Archive for October 15, 2006

Follow the money

Here’s a thing. When the Bush administration starves our school districts of cash and then makes them waste what they do have on NCLB, wingnuts are empowered to destroy school systems that don’t have the funds to fight back. “Lawsuit” is a very scary word when there’s no money in the till.

I was thinking about the art teacher in Texas. The news report say she was fired based on one parent complaining. One. After multiple approvals and winning awards and blah blah. One. Which reads to me like fear of lawsuit, and that implies things about the pressures that the school district is under and how much money it has to fight if it chose to fight.

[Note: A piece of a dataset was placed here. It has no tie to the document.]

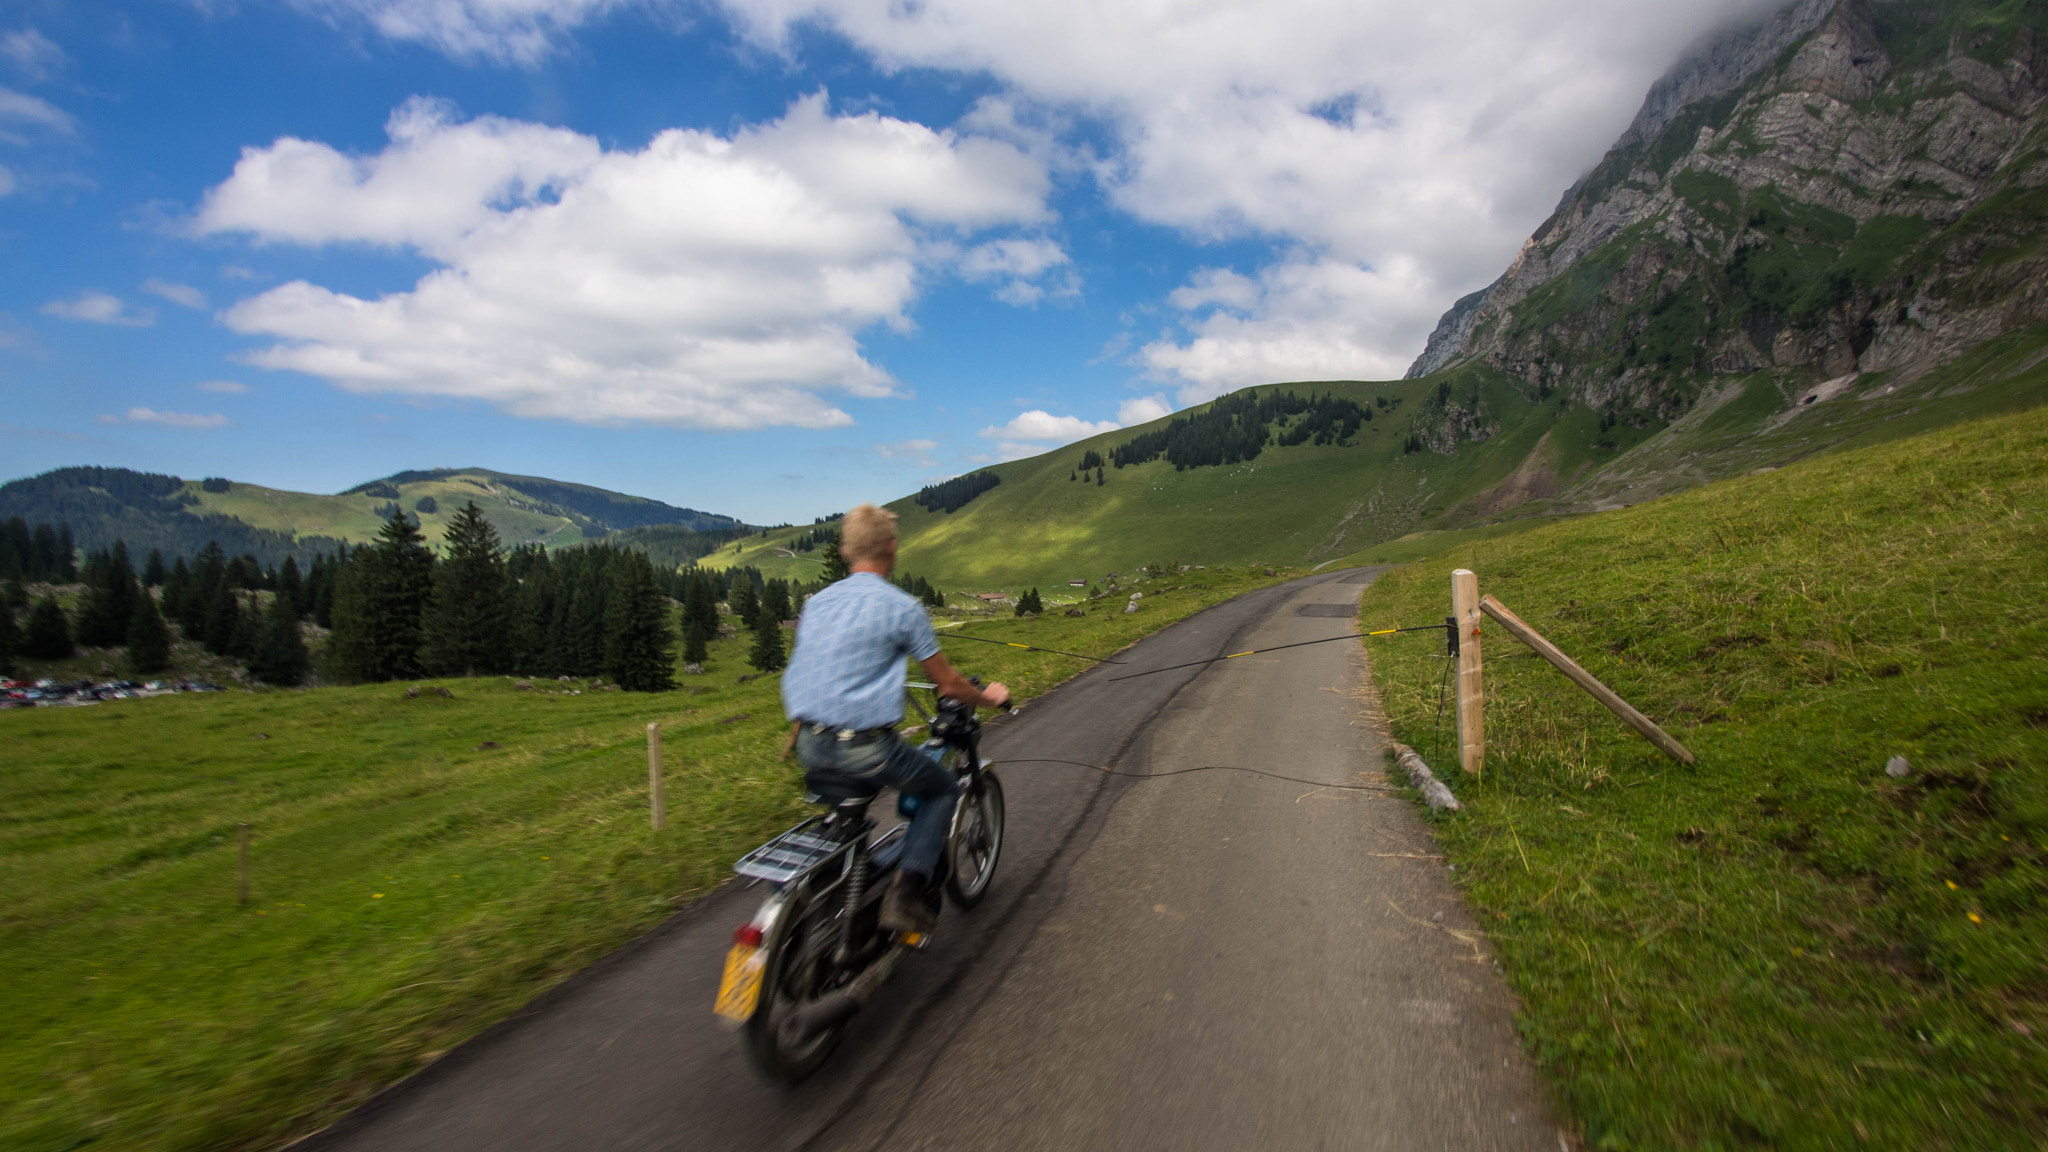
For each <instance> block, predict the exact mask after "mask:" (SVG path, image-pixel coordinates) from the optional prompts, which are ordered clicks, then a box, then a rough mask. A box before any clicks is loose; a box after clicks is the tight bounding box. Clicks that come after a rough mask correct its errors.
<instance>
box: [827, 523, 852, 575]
mask: <svg viewBox="0 0 2048 1152" xmlns="http://www.w3.org/2000/svg"><path fill="white" fill-rule="evenodd" d="M852 574H854V570H852V568H850V566H848V564H846V558H844V556H840V533H838V531H834V533H831V543H827V545H825V576H823V582H825V584H838V582H840V580H846V578H848V576H852Z"/></svg>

A big chunk of the wingnut agenda has been to take over the schools. Weaken the schools by starving them of money, and they’re easier to take over. Maybe it’s just that simple.

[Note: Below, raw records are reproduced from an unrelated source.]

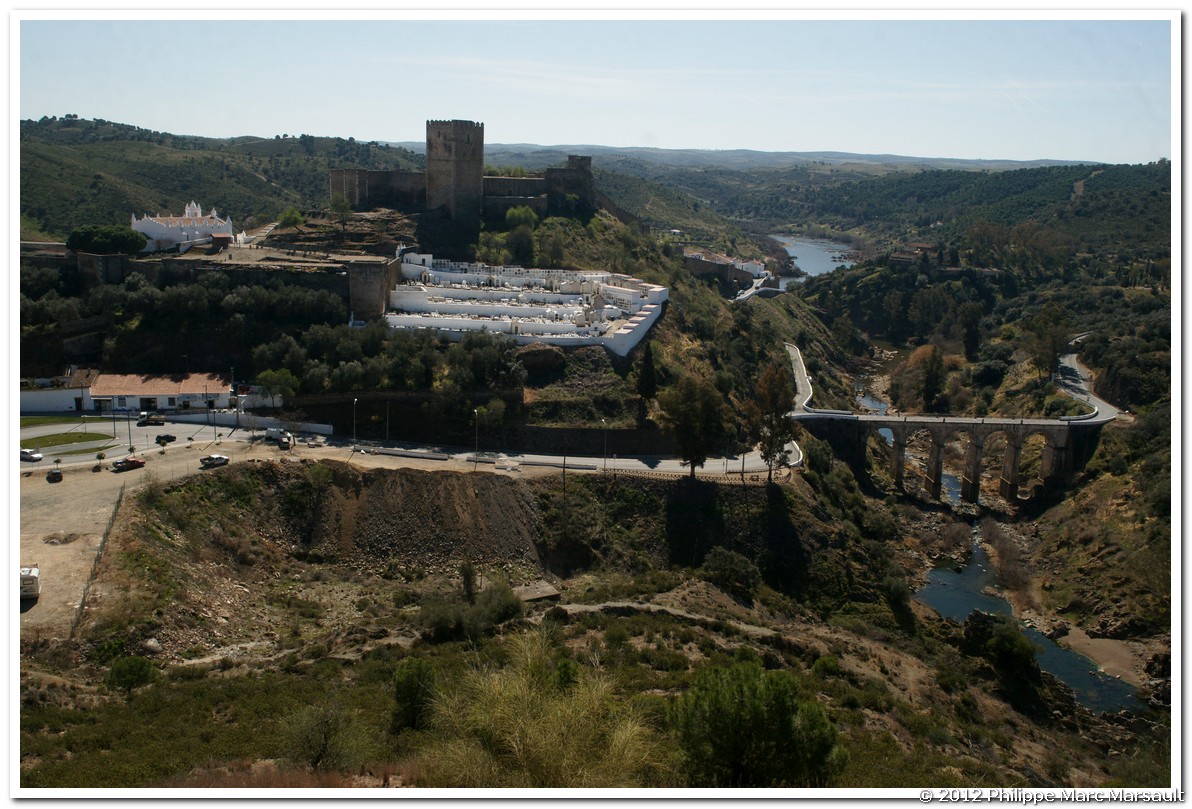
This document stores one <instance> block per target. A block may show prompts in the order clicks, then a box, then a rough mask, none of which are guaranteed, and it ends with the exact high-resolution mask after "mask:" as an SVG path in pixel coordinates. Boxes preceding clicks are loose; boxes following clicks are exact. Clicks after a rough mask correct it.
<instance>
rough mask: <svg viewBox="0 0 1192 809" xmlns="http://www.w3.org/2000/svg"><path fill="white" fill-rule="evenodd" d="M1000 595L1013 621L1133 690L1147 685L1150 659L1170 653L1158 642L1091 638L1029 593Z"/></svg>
mask: <svg viewBox="0 0 1192 809" xmlns="http://www.w3.org/2000/svg"><path fill="white" fill-rule="evenodd" d="M1001 592H1002V595H1004V596H1005V598H1006V600H1007V602H1010V605H1011V608H1012V609H1013V611H1014V617H1016V618H1018V620H1019V621H1022V622H1023V623H1024V624H1026V626H1029V627H1035V628H1036V629H1038V630H1039V631H1041V633H1043V634H1044V635H1047V636H1048V637H1050V639H1053V640H1054V641H1055V642H1056V643H1058V645H1060V646H1063V647H1066V648H1069V649H1072V651H1073V652H1076V653H1078V654H1082V655H1085V656H1086V658H1088V659H1089V660H1092V661H1093V662H1094V664H1097V667H1098V668H1100V670H1101V671H1103V672H1105V673H1106V674H1109V676H1110V677H1116V678H1118V679H1120V680H1122V682H1124V683H1129V684H1130V685H1134V686H1135V687H1142V686H1143V685H1146V684H1147V680H1148V677H1147V672H1146V666H1147V662H1148V661H1149V660H1150V659H1151V656H1153V655H1155V654H1157V653H1162V652H1169V651H1171V645H1169V643H1167V642H1165V641H1162V640H1157V639H1146V640H1117V639H1113V637H1092V636H1091V635H1089V634H1088V633H1087V631H1085V630H1084V629H1081V628H1080V627H1075V626H1073V624H1072V623H1069V622H1068V621H1067V620H1066V618H1063V617H1061V616H1057V615H1055V614H1054V612H1047V611H1043V610H1041V609H1039V608H1038V606H1037V604H1038V603H1039V599H1037V598H1031V595H1030V593H1029V592H1023V591H1020V590H1002V591H1001Z"/></svg>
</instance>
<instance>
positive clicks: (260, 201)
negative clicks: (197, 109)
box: [20, 120, 424, 241]
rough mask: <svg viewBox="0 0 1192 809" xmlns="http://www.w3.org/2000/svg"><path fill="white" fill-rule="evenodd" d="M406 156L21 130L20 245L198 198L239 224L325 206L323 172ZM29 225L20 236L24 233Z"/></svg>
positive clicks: (326, 196) (158, 138) (20, 166)
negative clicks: (25, 241)
mask: <svg viewBox="0 0 1192 809" xmlns="http://www.w3.org/2000/svg"><path fill="white" fill-rule="evenodd" d="M422 162H424V160H423V158H420V157H418V156H416V155H412V154H411V153H408V151H405V150H404V149H385V148H379V147H374V145H371V144H358V143H355V142H348V141H343V139H342V138H297V137H292V138H284V139H269V138H237V139H231V141H224V139H212V138H186V137H178V136H172V135H168V133H157V132H154V133H150V132H147V131H145V130H137V129H136V127H130V126H124V125H119V124H107V123H103V124H99V123H94V122H86V120H80V122H73V123H72V122H56V123H49V122H46V123H41V124H39V123H33V122H23V123H21V139H20V212H21V216H23V218H21V223H23V224H21V238H24V239H35V241H42V239H43V238H44V237H46V236H52V237H56V238H57V239H63V238H66V236H67V235H69V232H70V231H72V230H73V229H75V228H77V226H80V225H83V224H124V223H125V222H128V218H129V216H130V214H136V216H142V214H144V213H150V214H156V213H159V212H175V213H176V212H180V211H181V210H182V206H185V205H186V204H187V203H188V201H191V200H192V199H193V200H197V201H199V203H200V204H201V205H203V206H204V207H205V209H206V207H209V206H212V205H215V206H216V207H218V210H219V212H221V213H222V214H223V216H231V217H232V220H234V222H235V223H236V224H237V226H240V225H241V224H243V223H246V222H247V220H249V219H250V218H253V217H274V216H277V214H278V212H280V211H281V210H283V209H284V207H286V206H288V205H298V206H299V207H323V206H325V205H327V199H325V197H327V176H328V170H329V169H330V168H340V167H358V168H417V167H418V166H420V163H422ZM26 224H27V230H26Z"/></svg>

(No cross-post left behind.)

Absence of right answers

(The following is some writing I did today for a forthcoming book. I thought it was worth sharing.)

In order to be Pagan, you have to feel comfortable with an absence of right answers. There are many right ways to do things, and there are definitely wrong way to do things, but if you are convinced that there’s one truth that overrides all other truths, and that anything that contradicts truth must be false, well, Paganism is probably not for you.

Pagans have to be comfortable with many gods, many ways, many possibilities. We have to be able to know that Wicca is right, and Asatru is also right, and Christianity is also right (although there are definitely some Christians who are dead wrong, especially when they talk about killing Pagans). We have to be able to say that Thor is the thunder god, and Chango is the thunder god, and not be freaked out by two “the”s that seem to contradict each other.

Some Pagans believe that “all paths lead to the same place.” I don’t happen to feel that way. Many paths lead to very similar places, but I don’t care to mush them all together. What’s necessary to be Pagan is simply to believe that there is more than one true path.